Dünkü yazımızda Ramazan
ayının manasından bahsettikten sonra bugün de, Ramazan ayı nasıl
değerlendirilmeli? Diye bir soru sorarak cevaplandırmaya çalışalım.
Ramazan Kur’an ayıdır. Müslüman‘ın Ramazan ayında
mutlaka Kur’an ile bir şekilde irtibatlı olması lazımdır. Hatim okumak, meal
okumak, Kuran’dan bazı kısa surelerin ezberlenilmesi veya ezbere bildiğimiz
surelerin anlamlarının da öğrenilmesi gibi çabalar bizim ile Kur’an arasındaki
irtibatın devamını sağlayacaktır.
Bir Müslüman’ın ramazan ayında Kur’an’dan hiç bit
şey okumadan, dinlemeden vaktini geçirmesi düşünülemez.
Ramazan oruç ayıdır. Sağlığı yerinde olan herkes
oruç tutmalıdır. Oruç sağlığın koruyucusudur. Kötülüklere karşı koruyucu kalkandır.
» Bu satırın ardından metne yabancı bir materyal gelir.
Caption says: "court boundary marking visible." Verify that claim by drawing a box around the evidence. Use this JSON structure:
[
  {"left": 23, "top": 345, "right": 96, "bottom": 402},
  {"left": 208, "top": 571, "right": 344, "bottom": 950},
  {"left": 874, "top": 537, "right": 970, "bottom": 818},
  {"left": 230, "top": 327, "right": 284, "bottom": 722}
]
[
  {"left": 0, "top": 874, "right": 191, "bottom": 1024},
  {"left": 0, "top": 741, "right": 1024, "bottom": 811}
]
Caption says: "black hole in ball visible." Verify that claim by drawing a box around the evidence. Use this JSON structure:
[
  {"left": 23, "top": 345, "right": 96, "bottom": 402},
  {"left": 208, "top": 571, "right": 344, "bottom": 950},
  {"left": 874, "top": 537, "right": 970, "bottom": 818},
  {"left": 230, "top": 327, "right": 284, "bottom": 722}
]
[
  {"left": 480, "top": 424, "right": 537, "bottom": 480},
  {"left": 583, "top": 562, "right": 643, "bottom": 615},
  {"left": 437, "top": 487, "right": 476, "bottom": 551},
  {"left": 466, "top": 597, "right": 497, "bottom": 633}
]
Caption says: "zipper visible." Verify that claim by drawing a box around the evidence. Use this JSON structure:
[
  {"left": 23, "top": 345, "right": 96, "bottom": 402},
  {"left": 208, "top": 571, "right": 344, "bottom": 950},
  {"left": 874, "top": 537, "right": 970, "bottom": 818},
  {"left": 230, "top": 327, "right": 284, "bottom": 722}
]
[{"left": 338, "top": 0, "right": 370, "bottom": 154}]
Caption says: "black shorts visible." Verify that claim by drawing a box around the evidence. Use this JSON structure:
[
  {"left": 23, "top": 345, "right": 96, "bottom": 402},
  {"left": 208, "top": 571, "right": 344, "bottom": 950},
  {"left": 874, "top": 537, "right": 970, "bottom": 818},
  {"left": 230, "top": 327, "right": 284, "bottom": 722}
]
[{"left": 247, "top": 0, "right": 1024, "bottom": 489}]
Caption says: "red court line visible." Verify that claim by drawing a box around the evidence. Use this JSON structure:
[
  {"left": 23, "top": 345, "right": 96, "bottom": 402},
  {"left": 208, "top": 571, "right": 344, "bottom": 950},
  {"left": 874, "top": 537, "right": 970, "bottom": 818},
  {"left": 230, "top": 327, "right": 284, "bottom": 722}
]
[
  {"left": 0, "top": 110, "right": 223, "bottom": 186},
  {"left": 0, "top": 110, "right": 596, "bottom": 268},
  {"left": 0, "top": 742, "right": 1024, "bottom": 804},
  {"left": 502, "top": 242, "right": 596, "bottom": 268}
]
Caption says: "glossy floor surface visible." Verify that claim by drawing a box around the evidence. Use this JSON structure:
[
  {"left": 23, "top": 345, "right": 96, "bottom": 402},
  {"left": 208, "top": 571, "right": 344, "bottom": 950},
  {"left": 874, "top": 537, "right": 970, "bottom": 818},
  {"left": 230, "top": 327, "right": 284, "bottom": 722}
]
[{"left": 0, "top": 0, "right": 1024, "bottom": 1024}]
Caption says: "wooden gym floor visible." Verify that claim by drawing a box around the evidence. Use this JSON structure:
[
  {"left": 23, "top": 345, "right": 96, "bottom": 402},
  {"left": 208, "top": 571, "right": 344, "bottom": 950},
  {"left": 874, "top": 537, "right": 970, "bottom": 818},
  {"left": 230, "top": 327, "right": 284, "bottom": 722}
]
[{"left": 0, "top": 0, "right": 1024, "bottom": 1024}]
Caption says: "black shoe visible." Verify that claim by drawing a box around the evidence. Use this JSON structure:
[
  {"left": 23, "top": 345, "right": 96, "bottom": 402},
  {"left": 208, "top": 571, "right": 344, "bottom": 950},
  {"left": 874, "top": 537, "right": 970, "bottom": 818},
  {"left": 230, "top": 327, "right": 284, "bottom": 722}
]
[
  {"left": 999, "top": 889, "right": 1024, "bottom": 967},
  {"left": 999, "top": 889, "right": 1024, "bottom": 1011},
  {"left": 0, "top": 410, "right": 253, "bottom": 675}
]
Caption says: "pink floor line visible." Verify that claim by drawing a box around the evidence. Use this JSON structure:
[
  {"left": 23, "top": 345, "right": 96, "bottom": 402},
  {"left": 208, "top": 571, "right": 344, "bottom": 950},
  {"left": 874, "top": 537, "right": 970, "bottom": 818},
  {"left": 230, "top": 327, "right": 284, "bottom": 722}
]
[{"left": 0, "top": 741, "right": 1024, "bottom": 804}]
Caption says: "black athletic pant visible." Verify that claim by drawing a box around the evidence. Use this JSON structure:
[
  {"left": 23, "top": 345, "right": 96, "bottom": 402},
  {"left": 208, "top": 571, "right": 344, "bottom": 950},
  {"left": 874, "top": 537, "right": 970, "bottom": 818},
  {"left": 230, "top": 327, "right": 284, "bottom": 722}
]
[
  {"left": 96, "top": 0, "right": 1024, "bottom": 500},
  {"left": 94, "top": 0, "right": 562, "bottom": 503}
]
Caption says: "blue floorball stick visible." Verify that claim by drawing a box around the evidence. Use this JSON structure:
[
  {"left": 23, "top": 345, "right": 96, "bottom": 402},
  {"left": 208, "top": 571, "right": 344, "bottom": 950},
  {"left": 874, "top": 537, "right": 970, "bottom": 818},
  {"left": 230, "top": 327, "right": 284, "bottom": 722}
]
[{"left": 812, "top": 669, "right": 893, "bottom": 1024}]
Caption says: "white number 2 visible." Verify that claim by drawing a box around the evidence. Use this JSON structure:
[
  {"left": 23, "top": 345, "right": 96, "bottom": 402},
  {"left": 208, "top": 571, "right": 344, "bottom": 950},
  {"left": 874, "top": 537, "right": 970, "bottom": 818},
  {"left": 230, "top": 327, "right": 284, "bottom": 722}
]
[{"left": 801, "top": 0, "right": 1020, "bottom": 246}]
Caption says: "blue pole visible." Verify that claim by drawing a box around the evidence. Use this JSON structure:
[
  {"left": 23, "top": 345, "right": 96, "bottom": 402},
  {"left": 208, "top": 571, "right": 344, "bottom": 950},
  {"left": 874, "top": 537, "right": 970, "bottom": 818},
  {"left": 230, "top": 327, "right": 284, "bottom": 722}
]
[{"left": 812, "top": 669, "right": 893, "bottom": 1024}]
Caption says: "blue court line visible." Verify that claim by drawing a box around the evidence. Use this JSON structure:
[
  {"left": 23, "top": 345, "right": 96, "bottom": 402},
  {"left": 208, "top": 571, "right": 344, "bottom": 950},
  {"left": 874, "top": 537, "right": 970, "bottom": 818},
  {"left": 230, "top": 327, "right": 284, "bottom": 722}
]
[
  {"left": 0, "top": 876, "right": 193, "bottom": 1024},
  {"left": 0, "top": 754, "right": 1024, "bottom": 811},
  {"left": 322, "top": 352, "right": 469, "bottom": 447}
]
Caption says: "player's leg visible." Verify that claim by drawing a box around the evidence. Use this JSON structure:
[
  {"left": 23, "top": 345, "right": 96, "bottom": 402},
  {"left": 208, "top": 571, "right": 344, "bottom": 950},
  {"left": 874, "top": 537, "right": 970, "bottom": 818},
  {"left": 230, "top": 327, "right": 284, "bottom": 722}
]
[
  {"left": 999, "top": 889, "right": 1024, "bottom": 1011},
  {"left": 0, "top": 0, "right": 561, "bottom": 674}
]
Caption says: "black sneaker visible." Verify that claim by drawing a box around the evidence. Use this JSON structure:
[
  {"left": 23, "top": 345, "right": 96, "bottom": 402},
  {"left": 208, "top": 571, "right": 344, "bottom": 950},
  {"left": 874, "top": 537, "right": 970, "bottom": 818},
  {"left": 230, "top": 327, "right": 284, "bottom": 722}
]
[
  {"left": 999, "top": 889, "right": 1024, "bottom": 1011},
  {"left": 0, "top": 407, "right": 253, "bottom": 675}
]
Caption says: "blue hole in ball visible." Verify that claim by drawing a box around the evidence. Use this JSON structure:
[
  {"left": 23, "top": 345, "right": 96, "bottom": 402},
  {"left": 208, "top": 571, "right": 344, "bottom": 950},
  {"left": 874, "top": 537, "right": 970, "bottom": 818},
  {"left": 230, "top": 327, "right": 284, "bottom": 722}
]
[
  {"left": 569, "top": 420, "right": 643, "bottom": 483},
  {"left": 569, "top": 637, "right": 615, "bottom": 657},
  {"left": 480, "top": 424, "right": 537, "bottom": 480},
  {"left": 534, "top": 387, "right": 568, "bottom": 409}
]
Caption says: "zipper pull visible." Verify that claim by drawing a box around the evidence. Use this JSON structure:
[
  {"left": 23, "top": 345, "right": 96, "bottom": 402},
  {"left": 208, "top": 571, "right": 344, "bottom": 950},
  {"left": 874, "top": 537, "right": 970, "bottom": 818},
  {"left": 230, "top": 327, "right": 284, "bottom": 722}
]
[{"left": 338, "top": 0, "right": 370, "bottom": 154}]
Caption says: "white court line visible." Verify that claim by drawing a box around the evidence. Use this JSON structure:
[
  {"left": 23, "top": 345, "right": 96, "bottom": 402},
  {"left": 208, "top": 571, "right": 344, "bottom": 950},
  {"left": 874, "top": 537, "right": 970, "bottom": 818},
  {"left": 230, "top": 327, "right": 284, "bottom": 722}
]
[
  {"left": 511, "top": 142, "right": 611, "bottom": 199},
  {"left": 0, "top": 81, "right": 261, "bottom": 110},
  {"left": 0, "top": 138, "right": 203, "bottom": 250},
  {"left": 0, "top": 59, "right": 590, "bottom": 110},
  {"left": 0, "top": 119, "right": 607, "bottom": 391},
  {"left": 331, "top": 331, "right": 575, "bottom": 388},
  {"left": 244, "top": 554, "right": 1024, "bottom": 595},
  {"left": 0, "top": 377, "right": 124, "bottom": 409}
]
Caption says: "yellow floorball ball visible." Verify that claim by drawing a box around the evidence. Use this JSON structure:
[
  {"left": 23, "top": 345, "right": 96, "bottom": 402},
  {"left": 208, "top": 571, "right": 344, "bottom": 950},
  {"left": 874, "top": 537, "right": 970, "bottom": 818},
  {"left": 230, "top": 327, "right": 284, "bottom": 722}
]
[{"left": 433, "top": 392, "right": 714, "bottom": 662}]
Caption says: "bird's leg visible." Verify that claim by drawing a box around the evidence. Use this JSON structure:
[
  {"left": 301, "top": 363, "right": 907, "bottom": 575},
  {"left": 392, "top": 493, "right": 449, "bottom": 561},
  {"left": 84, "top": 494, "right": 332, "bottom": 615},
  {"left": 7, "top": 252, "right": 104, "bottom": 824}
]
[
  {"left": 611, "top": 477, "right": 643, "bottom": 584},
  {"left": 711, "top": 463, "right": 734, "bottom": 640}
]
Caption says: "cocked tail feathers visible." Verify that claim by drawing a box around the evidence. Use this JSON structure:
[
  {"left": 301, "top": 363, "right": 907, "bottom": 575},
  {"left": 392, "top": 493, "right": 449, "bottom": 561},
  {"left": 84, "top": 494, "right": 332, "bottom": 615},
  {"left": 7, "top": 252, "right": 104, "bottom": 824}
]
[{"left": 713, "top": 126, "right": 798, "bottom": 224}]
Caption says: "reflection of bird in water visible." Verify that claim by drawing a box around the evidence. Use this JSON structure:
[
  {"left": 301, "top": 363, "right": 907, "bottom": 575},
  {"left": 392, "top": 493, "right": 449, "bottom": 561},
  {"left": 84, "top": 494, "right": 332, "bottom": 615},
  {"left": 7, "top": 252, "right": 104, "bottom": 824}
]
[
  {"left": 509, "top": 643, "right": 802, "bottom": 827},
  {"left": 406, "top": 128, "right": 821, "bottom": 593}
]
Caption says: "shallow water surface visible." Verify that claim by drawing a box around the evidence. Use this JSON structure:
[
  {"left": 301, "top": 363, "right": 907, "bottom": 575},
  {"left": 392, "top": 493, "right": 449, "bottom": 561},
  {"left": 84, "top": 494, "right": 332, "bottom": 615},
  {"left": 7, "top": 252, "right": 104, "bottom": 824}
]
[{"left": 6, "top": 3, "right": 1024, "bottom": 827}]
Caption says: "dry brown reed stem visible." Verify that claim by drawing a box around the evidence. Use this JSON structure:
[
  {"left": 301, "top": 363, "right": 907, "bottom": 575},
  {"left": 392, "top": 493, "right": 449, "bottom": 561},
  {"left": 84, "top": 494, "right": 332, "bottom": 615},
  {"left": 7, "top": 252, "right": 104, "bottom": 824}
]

Orucunu tutabilen veya tutamayan her Müslüman’ın
namazlarını kılması lazımdır. Oruç ile namazın arasının ayırmamalıdır.
Ramazan ayına mahsus olan teravih namazlarının
usulüne uygun bir şekilde kılınması da bu ayın güzel ibadetlerindendir.
Varlıklı olan Müslümanların zekâtlarını vererek mali
ibadetlerini yapmaları ve etrafındaki fakir muhtaç kişilere yardımcı olmaları
gerekir.
Orucun sadece sabahtan akşama aç ve susuz kalmaktan
ibaret olarak icra edilen bir ibadet şekli olmadığını idrak ederek oruçlu
olunan zamanlarda elimizin, dilimizin ve hatta düşüncelerimizin de oruçlu
olmasını sağlayacak şekilde kendimizin hazırlanması lazımdır.
Hz. Peygamberimizin şu hadis-i şerifi hiç akıldan
çıkarılmamalıdır. Şöyle buyurdu:”Kim ki
oruçlu olduğu halde yalan söylemeyi, yalan ile iş yapmayı ve kötü sözleri terk
etmez ise, bilmiş olsun ki Allah’ın, o kişinin yemesini içmesini terk etmesine
ihtiyacı yoktur. Yani Allah onun orucuna değer vermez.”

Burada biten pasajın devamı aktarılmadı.